McDonald’s Corp: A Tasty Treat for Dividend Lovers
New Menu Items Prove to Be a Boon for McDonald’s Corp
Most of us know that, for decades, McDonald’s Corp (NYSE:MCD) has given every kid a toy in their “Happy Meal.” What’s less well known is that the fast-food chain has served up plenty of smiles for income investors over the years, too.
Buoyed by rising sales and profits, McDonald’s Corp has boosted its dividend at a 7.8% compounded annual clip over the past decade. And lately, those hikes have gotten even bigger.
In September, the burger giant hiked its quarterly payout another eight percent—a sign that management sees more good times ahead. (Source: “Dividend History,” McDonald’s Corp, last accessed October 2, 2019.)
Admittedly, McDonald’s 2.4% payout won’t whet the appetite of some yield hogs. But given the company’s prospects, this distribution will likely continue to grow. And for long-term investors who aren’t spooked by market volatility or recession fears, McDonald’s stock could produce some tasty returns.
In fairness, no self-respecting analysts could call this business cheap. After the stock’s recent run, shares now trade at 21-times next year’s earnings. That puts the company’s valuation in the same league of some fast-growing tech stocks; not usually appropriate for a burger joint.
McDonald’s, however, likely deserves this premium price tag.
Since taking the helm in 2015, CEO Steve Easterbrook has commanded a three-part corporate overhaul. This plan has included slashing overhead costs, refranchising company-owned restaurants, and improving customer experience.
These efforts have shown up in the company’s financial results.
Last quarter, same-store sales jumped almost seven percent. Gross margins hit a record 53%. And today, McDonald’s now generates returns on invested capital in the mid- to high-teens—a substantial improvement from the low-double-digit returns the business earned in previous years. (Source: “McDonald’s Reports Second Quarter 2019 Results,” McDonald’s Corp, July 26, 2019.)
This could be just the beginning.
Management has invested millions in new technologies, looking for ways to troll through store data to boost store sales. McDonald’s has emerged as a trendsetter in mobile-ordering and delivery, which gives the company an edge over rivals. Executives also plan to begin testing faux meat, rolling out Beyond Meat veggie patties at select restaurants soon.
Investors seem to have taken notice. Over the past five years, McDonald’s stock has almost tripled in value. Even amid the triple-digit stock market selloff this week, shares haven’t given much ground.

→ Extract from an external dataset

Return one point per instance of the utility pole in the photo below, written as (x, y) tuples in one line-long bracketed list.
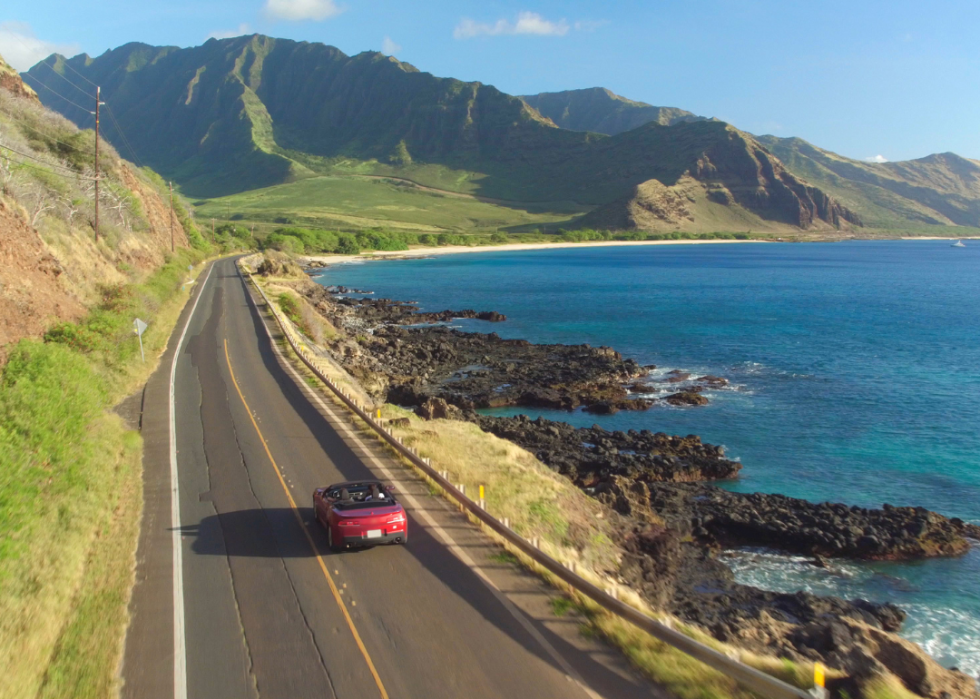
[(172, 248), (98, 101)]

Chart courtesy of StockCharts.com
That should turn into growing dividends over time. Over the next five years, Wall Street projects that earnings per share will grow at a low-teen annual clip—reasonable given McDonald’s tendency to beat expectations. Given the company’s modest 65% payout ratio, executives should have no issue boosting the distribution in line with profits.
Bottom line: McDonald’s stock can satisfy any investor’s craving for rising dividends. And given the company’s growth prospects, shares could emerge as a robust income stream in the coming years.